Home AffairesLa Première ministre japonaise dit qu’elle dort trois heures par jour : pourquoi c’est une erreur de penser que dormir est une perte de temps | Santé et bien-être

La Première ministre japonaise dit qu’elle dort trois heures par jour : pourquoi c’est une erreur de penser que dormir est une perte de temps | Santé et bien-être

by Amélie Bernard

Publié le 20 novembre 2025 à 04:51:00. La Première ministre japonaise, Sanae Takaichi, a révélé qu’elle ne dort que deux à quatre heures par jour, suscitant l’inquiétude des experts quant aux conséquences sur sa santé et sa prise de décision, mais aussi sur l’impact économique du manque de sommeil à grande échelle.

  • La Première ministre japonaise Sanae Takaichi avoue dormir très peu, entre deux et quatre heures par jour.
  • Les spécialistes mettent en garde contre les effets néfastes du manque de sommeil sur la performance cognitive, la santé et l’économie.
  • Une tendance à la valorisation du manque de sommeil, notamment chez les personnalités influentes, est pointée du doigt.
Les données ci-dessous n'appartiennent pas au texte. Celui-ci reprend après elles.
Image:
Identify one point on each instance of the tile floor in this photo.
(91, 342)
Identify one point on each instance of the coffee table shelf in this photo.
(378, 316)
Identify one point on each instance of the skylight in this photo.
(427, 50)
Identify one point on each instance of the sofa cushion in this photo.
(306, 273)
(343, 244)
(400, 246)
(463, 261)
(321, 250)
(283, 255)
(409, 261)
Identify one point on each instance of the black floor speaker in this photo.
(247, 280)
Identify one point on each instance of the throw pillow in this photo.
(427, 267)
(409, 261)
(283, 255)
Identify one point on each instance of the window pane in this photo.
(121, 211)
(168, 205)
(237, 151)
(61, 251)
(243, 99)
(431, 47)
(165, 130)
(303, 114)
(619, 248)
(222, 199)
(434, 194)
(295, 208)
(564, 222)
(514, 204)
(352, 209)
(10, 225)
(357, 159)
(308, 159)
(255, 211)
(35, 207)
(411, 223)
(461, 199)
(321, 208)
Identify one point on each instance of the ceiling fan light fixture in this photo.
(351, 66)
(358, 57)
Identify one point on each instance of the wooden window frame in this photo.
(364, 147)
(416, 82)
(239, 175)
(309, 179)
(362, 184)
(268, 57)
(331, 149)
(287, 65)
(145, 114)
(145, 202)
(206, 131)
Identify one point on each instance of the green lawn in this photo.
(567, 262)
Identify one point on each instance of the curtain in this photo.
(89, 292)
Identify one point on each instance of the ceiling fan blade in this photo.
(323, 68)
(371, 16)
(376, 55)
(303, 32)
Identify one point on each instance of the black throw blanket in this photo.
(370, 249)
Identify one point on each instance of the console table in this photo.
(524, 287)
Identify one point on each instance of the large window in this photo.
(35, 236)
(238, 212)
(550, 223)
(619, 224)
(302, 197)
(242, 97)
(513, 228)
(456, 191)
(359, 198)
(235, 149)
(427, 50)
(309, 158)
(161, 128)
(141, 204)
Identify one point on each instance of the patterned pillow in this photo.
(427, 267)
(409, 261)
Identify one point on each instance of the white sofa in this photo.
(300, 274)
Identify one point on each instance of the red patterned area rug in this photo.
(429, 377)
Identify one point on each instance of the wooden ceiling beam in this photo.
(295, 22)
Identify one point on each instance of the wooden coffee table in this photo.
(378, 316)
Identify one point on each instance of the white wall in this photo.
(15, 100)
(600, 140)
L’aveu de Sanae Takaichi, fait devant une commission législative, a créé la surprise. La Première ministre conservatrice a admis qu’elle survit grâce à un sommeil minimal, ironisant sur les possibles conséquences pour sa peau. Mais pour les spécialistes interrogés, cette déclaration est loin d’être anodine.
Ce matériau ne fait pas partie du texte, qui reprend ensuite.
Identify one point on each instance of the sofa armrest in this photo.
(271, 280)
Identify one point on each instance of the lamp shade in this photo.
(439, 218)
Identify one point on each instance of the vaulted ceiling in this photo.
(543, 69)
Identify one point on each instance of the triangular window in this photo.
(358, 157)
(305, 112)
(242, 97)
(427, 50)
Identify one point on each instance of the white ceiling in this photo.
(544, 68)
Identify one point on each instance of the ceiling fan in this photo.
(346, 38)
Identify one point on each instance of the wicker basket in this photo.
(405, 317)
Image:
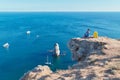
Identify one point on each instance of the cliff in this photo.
(98, 59)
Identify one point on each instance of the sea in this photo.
(26, 51)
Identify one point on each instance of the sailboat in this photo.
(47, 62)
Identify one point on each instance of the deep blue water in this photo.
(27, 51)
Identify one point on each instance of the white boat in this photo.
(47, 62)
(6, 45)
(28, 32)
(56, 49)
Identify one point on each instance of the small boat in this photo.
(28, 32)
(47, 62)
(6, 45)
(56, 50)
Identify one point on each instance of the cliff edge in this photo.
(98, 59)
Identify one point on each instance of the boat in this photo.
(47, 62)
(6, 45)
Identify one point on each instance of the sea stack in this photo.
(56, 49)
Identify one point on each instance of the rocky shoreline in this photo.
(98, 59)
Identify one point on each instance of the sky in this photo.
(59, 5)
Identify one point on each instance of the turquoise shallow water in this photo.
(27, 51)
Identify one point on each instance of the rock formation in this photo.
(99, 59)
(82, 47)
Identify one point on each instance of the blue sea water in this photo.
(28, 51)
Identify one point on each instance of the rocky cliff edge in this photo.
(98, 59)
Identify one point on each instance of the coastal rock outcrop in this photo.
(82, 47)
(98, 59)
(37, 73)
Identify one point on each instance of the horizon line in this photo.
(58, 11)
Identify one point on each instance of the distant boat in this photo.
(28, 32)
(6, 45)
(47, 62)
(56, 50)
(37, 36)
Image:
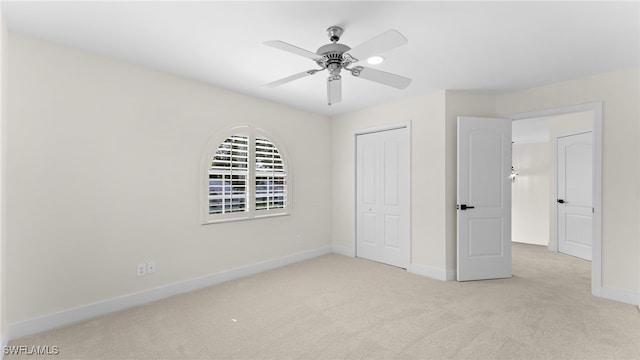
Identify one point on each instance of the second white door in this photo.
(383, 196)
(574, 202)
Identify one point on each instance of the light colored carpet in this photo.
(336, 307)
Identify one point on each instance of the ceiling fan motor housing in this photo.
(332, 58)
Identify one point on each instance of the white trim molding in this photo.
(343, 250)
(434, 273)
(624, 296)
(67, 317)
(596, 128)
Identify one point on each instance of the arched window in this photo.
(246, 178)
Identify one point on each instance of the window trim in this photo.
(251, 133)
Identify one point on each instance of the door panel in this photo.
(382, 197)
(574, 207)
(484, 229)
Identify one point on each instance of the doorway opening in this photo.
(536, 199)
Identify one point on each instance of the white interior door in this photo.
(382, 196)
(574, 194)
(484, 198)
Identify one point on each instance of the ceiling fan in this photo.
(336, 57)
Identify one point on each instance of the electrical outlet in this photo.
(142, 269)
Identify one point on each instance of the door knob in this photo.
(464, 207)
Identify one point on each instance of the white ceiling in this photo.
(489, 47)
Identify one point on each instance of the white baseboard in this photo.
(48, 322)
(625, 296)
(343, 250)
(434, 273)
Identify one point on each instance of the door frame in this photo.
(554, 242)
(596, 127)
(386, 127)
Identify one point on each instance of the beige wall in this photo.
(104, 170)
(3, 144)
(530, 193)
(433, 166)
(619, 91)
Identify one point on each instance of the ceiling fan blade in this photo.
(383, 77)
(334, 90)
(292, 49)
(386, 41)
(290, 78)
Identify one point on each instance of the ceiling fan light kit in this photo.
(336, 57)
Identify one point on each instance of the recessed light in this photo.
(375, 60)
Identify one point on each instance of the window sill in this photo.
(244, 218)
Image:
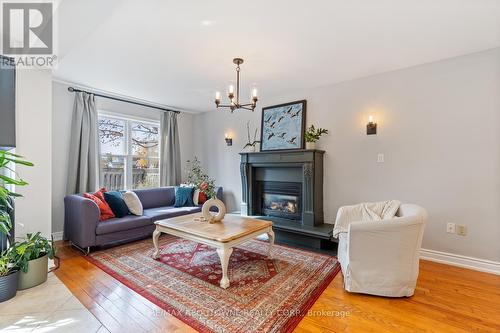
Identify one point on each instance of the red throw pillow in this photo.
(105, 210)
(100, 194)
(202, 197)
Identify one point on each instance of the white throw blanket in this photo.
(368, 211)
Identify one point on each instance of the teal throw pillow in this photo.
(184, 197)
(116, 202)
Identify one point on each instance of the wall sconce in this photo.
(229, 140)
(371, 127)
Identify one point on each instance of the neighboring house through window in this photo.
(129, 152)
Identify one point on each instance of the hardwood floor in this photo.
(447, 299)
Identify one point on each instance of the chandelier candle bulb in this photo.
(234, 96)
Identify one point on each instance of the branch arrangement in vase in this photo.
(312, 135)
(196, 176)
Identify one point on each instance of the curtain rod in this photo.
(71, 89)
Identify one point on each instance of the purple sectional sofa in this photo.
(83, 228)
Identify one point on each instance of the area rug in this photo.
(266, 295)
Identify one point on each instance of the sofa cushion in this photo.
(156, 197)
(133, 203)
(105, 211)
(124, 223)
(184, 197)
(160, 213)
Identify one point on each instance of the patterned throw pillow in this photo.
(184, 197)
(105, 211)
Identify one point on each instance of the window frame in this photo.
(129, 156)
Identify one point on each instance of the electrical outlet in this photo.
(462, 230)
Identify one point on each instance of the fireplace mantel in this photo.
(304, 166)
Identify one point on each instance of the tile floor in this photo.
(49, 307)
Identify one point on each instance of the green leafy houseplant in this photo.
(197, 177)
(6, 159)
(6, 263)
(34, 246)
(9, 274)
(313, 134)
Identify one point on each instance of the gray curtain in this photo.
(83, 173)
(170, 154)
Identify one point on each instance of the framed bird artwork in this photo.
(283, 126)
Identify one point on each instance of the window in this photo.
(129, 153)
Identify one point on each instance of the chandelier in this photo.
(234, 98)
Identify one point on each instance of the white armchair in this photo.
(382, 257)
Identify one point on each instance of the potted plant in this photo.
(312, 135)
(32, 257)
(8, 276)
(6, 196)
(251, 146)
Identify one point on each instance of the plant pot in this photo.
(36, 274)
(8, 286)
(310, 145)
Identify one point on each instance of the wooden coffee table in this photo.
(225, 235)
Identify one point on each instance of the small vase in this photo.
(310, 145)
(249, 149)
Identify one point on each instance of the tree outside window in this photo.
(129, 153)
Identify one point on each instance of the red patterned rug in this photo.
(266, 295)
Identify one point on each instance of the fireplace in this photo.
(281, 199)
(286, 187)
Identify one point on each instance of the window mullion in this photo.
(128, 162)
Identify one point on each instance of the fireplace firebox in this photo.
(286, 187)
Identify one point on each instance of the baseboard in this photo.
(477, 264)
(57, 235)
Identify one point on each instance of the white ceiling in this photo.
(164, 52)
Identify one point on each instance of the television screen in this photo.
(7, 103)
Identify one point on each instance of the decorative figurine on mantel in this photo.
(312, 135)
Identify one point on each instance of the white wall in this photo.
(62, 113)
(33, 140)
(439, 128)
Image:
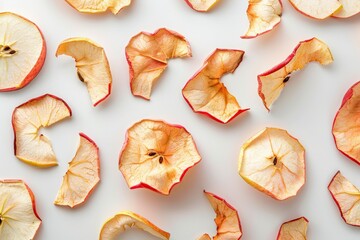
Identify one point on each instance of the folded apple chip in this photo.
(27, 119)
(274, 163)
(263, 16)
(156, 155)
(126, 219)
(206, 94)
(18, 217)
(82, 175)
(346, 127)
(272, 82)
(92, 66)
(293, 230)
(347, 198)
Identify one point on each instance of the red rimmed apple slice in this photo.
(272, 82)
(347, 198)
(156, 155)
(293, 230)
(18, 216)
(318, 9)
(346, 127)
(263, 15)
(274, 163)
(99, 6)
(126, 219)
(92, 66)
(27, 119)
(22, 51)
(147, 55)
(82, 175)
(206, 94)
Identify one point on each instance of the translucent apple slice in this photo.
(263, 15)
(206, 94)
(22, 51)
(318, 9)
(126, 219)
(293, 230)
(18, 216)
(347, 198)
(272, 82)
(92, 66)
(156, 155)
(99, 6)
(346, 127)
(147, 55)
(274, 163)
(82, 176)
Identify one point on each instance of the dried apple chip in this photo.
(272, 82)
(82, 175)
(207, 95)
(92, 66)
(147, 55)
(156, 155)
(263, 16)
(18, 216)
(126, 219)
(347, 198)
(27, 119)
(346, 126)
(274, 163)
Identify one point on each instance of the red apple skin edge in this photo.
(144, 185)
(347, 96)
(37, 67)
(12, 118)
Si certains associent le manque de sommeil à la productivité et à la capacité à travailler davantage, les experts soulignent que le repos est essentiel à une efficacité optimale. « Si vous sacrifiez le sommeil pour travailler plus, vous serez plus fatigué et ferez plus d’erreurs. Ces erreurs peuvent aller de simples fautes d’orthographe à des catastrophes aux conséquences financières considérables, voire humaines », explique Carlos Egée, président de la Fédération espagnole des sociétés de médecine du sommeil.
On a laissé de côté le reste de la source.